Perhaps the Collective's greatest strength was its ability—whether on arrangements of classic Wonder material or new compositions—to blend improvisational freedom with modernistic charts that took full advantage of its mid-sized instrumental palette. SFJAZZ Collective is unequivocally a blowing band, but these were anything but simple head-solo-head arrangements. At various points during the set, band members could be seen quickly flipping sides and scrambling to opening up multi-multi-page charts in time. That everyone in the band is a leader in his own right means that when the Collective reconvenes each year, there are experiences gained elsewhere brought to the table. Harris' own groove-heavy group, Blackout—last heard on Urbanus (Concord, 2009)—may be more decidedly urban than SFJAZZ Collective, but a taste of it was an undercurrent on the vibraphonist's original, "Life Signs"—a tune which started as an ostinato-based feature for Simon, but as the group gradually entered, revealed its intrinsic complexity.

With eight strong soloists, it was almost impossible to pick favorites, and it's more than likely that those choices would change each night. With players at this level, it's unlikely anyone ever has a bad night, but they surely have better ones, and in Ottawa, Eubanks, Zenón and Harris seemed especially on fire, the cream of a very rich crop: Eubanks' ability to build solos to fever pitch; Zenón combining a particularly warm alto tone with solos that seamlessly combined head and heart; and Harris, who was capable of frightening speed and four-mallet dexterity, but who could say just as much with a single repeated note, laid into it hard.

In the spirit of its egalitarian nature, different members of the band—Harris, Simon, Eubanks—introduced the band and its tunes, but it was Cohen's introduction of the encore, his own dark but tender ballad, "Family," that drew the most laughs. After reiterating that there were, indeed, CDs for sale in the foyer, and that the band would be out to meet and sign after the show, he said "And all proceeds are going to needy families...ours." This is jazz, after all, and despite the popular and critical accolades these players draw as members of SFJAZZ Collective and as leaders of their own projects—and despite the kind of response they were able to draw from the sadly only half-full Centrepoint Theatre, nearly as loud and raucous as a full house—these stellar musicians know that they gain ground one town at a time, one fan at a time. After the show, as they mingled with the folks who hung around in the foyer, it was clear that they appreciated the value of connecting with their fans, and if their Ottawa show was any indication, they're clearly on a winning streak.

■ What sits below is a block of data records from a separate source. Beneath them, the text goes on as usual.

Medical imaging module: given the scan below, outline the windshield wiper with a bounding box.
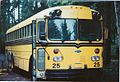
[62,31,74,43]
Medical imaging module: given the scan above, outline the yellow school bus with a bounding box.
[5,5,108,80]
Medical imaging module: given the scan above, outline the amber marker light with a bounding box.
[94,48,100,54]
[53,48,59,54]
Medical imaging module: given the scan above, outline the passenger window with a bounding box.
[38,20,45,40]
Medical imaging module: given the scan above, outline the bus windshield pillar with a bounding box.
[32,20,36,78]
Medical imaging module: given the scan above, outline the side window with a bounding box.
[28,24,32,36]
[38,20,45,40]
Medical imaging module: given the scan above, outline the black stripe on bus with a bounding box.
[36,43,103,47]
[5,37,32,46]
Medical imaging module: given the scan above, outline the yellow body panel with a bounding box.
[36,46,103,69]
[6,44,32,71]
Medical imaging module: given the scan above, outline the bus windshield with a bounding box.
[48,19,77,41]
[48,19,102,41]
[78,20,102,41]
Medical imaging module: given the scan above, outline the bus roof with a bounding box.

While the house wasn't as full as the Ottawa international Jazz Festival might have hoped, sponsoring this show as part of its Fall-Winter off-festival programming, it was a tremendous step forward to begin using this venue, a fine sounding room that, capable of seating nearly 1,000 people, is still able to retain a certain sense of intimacy. While the venue SFJAZZ Collective played in 2009—the downtown-located Dominion Chalmers Church—is a fine room for certain kinds of shows, anything that begins to build on volume gets lost in its high cathedral ceiling, which can be such an asset in other cases but a real liability in others. Hopefully the less-than-stellar turnout won't discourage the festival from using Centrepoint Theatre in the future, because it really is a far more suitable room for this kind of music.